I was reminded of that on his fourteenth birthday. He had volunteered to do the reading at our school’s Blessing of the Animals, in honor of Francis of Assisi.
It was a gorgeous fall day. Crisp. Sunny. Just the tips of the aspens turned yellow. The lower school choir sang. The entire school body and many of their parents sat in clusters on the soccer field. Dogs sat or wagged or gloried in attention. Two ducks. A hedgehog. Hamsters. A turtle. At least one kitten.
Then my son – 12 years after we worried why he wasn’t talking – stood at the podium and read the psalm he had been assigned. He looked tall and serious and handsome. His voice rang out across the field above the hum of excited children and their pets, and quieted them. Clear. Confident. Each word spoken for its meaning. A voice that you want to listen to, that you instinctively expect to say something wonderful and wise. Beautiful.
It is a good thing that all went well in March 2013, while on safari in South Africa.
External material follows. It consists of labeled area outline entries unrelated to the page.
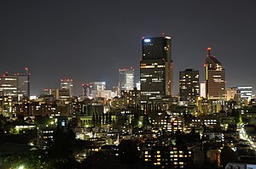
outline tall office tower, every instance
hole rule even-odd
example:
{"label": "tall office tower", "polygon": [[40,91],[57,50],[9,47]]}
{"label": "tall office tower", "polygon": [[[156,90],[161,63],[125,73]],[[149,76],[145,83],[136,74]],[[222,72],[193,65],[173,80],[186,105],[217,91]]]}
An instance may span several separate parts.
{"label": "tall office tower", "polygon": [[179,72],[179,96],[181,101],[196,102],[199,96],[199,70],[186,69]]}
{"label": "tall office tower", "polygon": [[200,83],[200,97],[207,98],[207,94],[206,94],[206,82]]}
{"label": "tall office tower", "polygon": [[251,99],[253,95],[253,87],[238,87],[241,99]]}
{"label": "tall office tower", "polygon": [[16,76],[9,76],[8,71],[6,71],[0,77],[0,93],[1,96],[18,96]]}
{"label": "tall office tower", "polygon": [[73,79],[61,79],[61,89],[68,89],[70,96],[73,96]]}
{"label": "tall office tower", "polygon": [[25,68],[26,73],[16,74],[17,76],[17,93],[18,97],[29,97],[30,96],[30,82],[28,69]]}
{"label": "tall office tower", "polygon": [[119,69],[119,91],[134,89],[134,69]]}
{"label": "tall office tower", "polygon": [[227,88],[227,101],[234,99],[236,95],[239,94],[239,90],[237,87],[229,87]]}
{"label": "tall office tower", "polygon": [[105,90],[106,82],[90,82],[90,88],[92,90]]}
{"label": "tall office tower", "polygon": [[206,58],[206,94],[211,100],[225,99],[225,70],[222,64],[211,55],[211,48],[207,48],[208,54]]}
{"label": "tall office tower", "polygon": [[143,38],[140,61],[141,104],[173,94],[173,61],[170,37]]}
{"label": "tall office tower", "polygon": [[89,83],[83,83],[83,96],[85,96],[86,98],[90,96],[90,84]]}

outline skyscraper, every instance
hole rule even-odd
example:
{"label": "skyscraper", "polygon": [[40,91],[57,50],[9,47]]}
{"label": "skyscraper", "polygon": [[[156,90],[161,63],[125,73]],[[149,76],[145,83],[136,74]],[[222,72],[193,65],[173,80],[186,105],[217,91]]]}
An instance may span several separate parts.
{"label": "skyscraper", "polygon": [[253,87],[238,87],[241,99],[251,99],[253,96]]}
{"label": "skyscraper", "polygon": [[70,96],[73,95],[73,79],[61,79],[61,89],[68,89]]}
{"label": "skyscraper", "polygon": [[26,73],[16,74],[17,76],[17,93],[18,97],[29,97],[30,96],[30,82],[28,69],[25,68]]}
{"label": "skyscraper", "polygon": [[186,69],[179,72],[179,96],[181,101],[196,102],[199,96],[199,70]]}
{"label": "skyscraper", "polygon": [[6,71],[0,78],[1,96],[12,96],[17,98],[17,76],[9,76]]}
{"label": "skyscraper", "polygon": [[225,99],[225,70],[222,64],[211,55],[211,48],[207,48],[206,58],[206,94],[207,99]]}
{"label": "skyscraper", "polygon": [[119,69],[119,91],[134,89],[134,69]]}
{"label": "skyscraper", "polygon": [[152,104],[162,96],[173,94],[173,61],[170,37],[142,40],[140,61],[141,104]]}

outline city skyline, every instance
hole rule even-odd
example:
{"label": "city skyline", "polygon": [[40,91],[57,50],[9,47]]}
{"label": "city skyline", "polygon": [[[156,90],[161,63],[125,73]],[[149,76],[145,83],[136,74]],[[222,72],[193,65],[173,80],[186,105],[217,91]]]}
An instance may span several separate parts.
{"label": "city skyline", "polygon": [[137,82],[141,38],[165,32],[172,39],[174,94],[178,92],[180,70],[199,70],[203,81],[207,47],[225,66],[227,87],[255,89],[254,4],[253,1],[165,5],[153,1],[1,2],[0,70],[19,72],[28,67],[32,95],[57,87],[62,77],[74,79],[75,95],[81,94],[81,84],[86,82],[103,81],[111,88],[118,84],[121,67],[134,67]]}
I have bad luck with vacation animals, and that was the only recent trip where the beasts were not on the attack even when our jeep got stuck a few yards from an alpha lion and his fiercer looking ladies.
On other trips, however, there were the all-night partying roosters who never learned to wait for sunrise.
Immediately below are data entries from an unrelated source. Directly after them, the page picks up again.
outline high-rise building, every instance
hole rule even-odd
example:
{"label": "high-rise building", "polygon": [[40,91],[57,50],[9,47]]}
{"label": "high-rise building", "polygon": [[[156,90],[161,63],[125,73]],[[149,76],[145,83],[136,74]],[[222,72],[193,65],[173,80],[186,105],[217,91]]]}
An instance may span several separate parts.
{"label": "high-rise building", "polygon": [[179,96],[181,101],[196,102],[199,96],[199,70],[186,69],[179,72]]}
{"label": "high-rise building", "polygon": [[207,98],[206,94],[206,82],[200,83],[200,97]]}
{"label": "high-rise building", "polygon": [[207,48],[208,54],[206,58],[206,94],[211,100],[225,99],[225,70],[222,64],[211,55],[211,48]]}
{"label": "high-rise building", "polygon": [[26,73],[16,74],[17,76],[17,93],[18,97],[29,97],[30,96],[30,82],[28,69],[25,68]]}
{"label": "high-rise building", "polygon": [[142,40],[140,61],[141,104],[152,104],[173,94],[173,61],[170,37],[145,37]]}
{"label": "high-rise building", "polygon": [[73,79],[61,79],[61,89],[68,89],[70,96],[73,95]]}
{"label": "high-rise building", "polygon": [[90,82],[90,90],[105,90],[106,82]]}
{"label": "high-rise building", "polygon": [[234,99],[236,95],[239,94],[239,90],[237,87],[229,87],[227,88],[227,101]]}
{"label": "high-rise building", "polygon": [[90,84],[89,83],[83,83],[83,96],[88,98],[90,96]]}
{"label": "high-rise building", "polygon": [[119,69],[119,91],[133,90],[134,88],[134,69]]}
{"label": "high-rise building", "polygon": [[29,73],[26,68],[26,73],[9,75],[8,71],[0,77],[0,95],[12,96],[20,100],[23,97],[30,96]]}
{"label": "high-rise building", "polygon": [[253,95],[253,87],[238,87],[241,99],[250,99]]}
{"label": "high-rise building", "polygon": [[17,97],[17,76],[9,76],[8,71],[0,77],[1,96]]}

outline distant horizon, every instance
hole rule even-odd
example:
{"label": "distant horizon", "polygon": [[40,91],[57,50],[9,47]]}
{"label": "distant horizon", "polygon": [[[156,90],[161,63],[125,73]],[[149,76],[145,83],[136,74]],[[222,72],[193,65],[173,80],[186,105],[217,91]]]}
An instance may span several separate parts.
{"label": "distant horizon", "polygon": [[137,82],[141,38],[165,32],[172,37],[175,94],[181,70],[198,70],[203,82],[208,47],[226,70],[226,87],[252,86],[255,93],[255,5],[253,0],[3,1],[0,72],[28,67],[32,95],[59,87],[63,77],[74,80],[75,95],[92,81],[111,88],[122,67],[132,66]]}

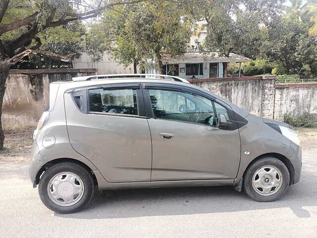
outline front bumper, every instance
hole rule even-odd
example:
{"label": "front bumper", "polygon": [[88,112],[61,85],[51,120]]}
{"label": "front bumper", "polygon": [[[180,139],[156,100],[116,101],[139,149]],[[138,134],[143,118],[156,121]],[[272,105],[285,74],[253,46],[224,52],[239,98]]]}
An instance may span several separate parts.
{"label": "front bumper", "polygon": [[31,164],[29,168],[29,176],[33,187],[36,187],[36,176],[42,168],[41,162],[43,161],[42,156],[40,154],[39,147],[35,140],[33,141],[32,146],[31,158]]}

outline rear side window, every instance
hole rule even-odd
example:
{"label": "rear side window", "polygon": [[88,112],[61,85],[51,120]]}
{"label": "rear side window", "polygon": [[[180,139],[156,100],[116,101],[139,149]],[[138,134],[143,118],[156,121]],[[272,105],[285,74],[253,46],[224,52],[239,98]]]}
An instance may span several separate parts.
{"label": "rear side window", "polygon": [[168,89],[149,89],[149,93],[156,118],[215,127],[217,126],[217,118],[219,114],[224,115],[229,119],[225,107],[197,94]]}
{"label": "rear side window", "polygon": [[135,89],[91,89],[88,95],[91,112],[138,115]]}

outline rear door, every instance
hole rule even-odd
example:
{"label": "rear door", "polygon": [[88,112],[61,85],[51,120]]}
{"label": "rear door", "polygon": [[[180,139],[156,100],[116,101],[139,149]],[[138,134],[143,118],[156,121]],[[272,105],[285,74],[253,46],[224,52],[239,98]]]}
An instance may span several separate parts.
{"label": "rear door", "polygon": [[[236,178],[240,137],[228,106],[190,88],[151,83],[145,88],[151,112],[152,181]],[[229,121],[227,129],[217,127],[220,113]]]}
{"label": "rear door", "polygon": [[64,100],[72,146],[107,181],[150,180],[151,135],[138,83],[71,90]]}

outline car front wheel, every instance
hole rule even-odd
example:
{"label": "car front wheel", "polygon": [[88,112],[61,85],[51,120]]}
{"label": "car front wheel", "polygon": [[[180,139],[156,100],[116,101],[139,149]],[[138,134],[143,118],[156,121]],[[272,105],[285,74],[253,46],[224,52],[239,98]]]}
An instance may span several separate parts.
{"label": "car front wheel", "polygon": [[284,194],[289,181],[288,170],[282,161],[273,157],[264,157],[253,163],[248,169],[243,188],[252,199],[271,202]]}
{"label": "car front wheel", "polygon": [[63,162],[50,167],[39,184],[40,197],[48,208],[58,213],[76,212],[92,197],[94,180],[89,171],[74,163]]}

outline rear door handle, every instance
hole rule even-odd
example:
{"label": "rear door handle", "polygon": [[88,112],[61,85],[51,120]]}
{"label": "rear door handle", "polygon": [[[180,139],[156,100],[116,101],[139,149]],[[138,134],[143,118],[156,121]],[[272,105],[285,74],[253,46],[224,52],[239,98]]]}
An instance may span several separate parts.
{"label": "rear door handle", "polygon": [[174,134],[167,132],[159,132],[159,135],[162,139],[172,139],[174,137]]}

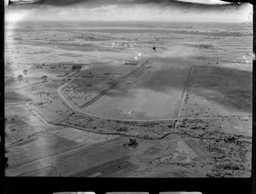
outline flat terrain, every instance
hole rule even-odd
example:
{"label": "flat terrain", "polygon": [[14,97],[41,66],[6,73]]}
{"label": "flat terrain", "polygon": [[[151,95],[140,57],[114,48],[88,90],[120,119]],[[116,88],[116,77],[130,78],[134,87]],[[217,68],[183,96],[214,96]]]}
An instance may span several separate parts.
{"label": "flat terrain", "polygon": [[249,24],[87,24],[6,29],[7,176],[251,176]]}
The pack of chickens, led by Geraldine, who chased me through the barn, pecking at my calves because I had not brought them grapes.
The toad that made our dog vomit five times after going after “frog’s legs” for an appetizer.
The crazy swans who swarmed every time we went near the water, sending the kids into high-decibel shrieks and the Puritans in neighboring lake homes wishing we had never come.
And now, falling asleep each night, is it the swans or the frogs honking?
I miss our dog. She may roam the halls, nails clicking on hardwood floors like an alarm clock we do not need to set, but she sleeps through the night and doesn’t bite when she is hungry.
This morning, we looked out our front window to see a squirrel chewing on our dog’s bone. He was sitting against the trunk of a big pine tree, nibbling away, while our dog watched with us from the window.
The dog whimpered, and my son worried that the squirrel will give her rabies.
So the bone ended up in the trash… to save the dog.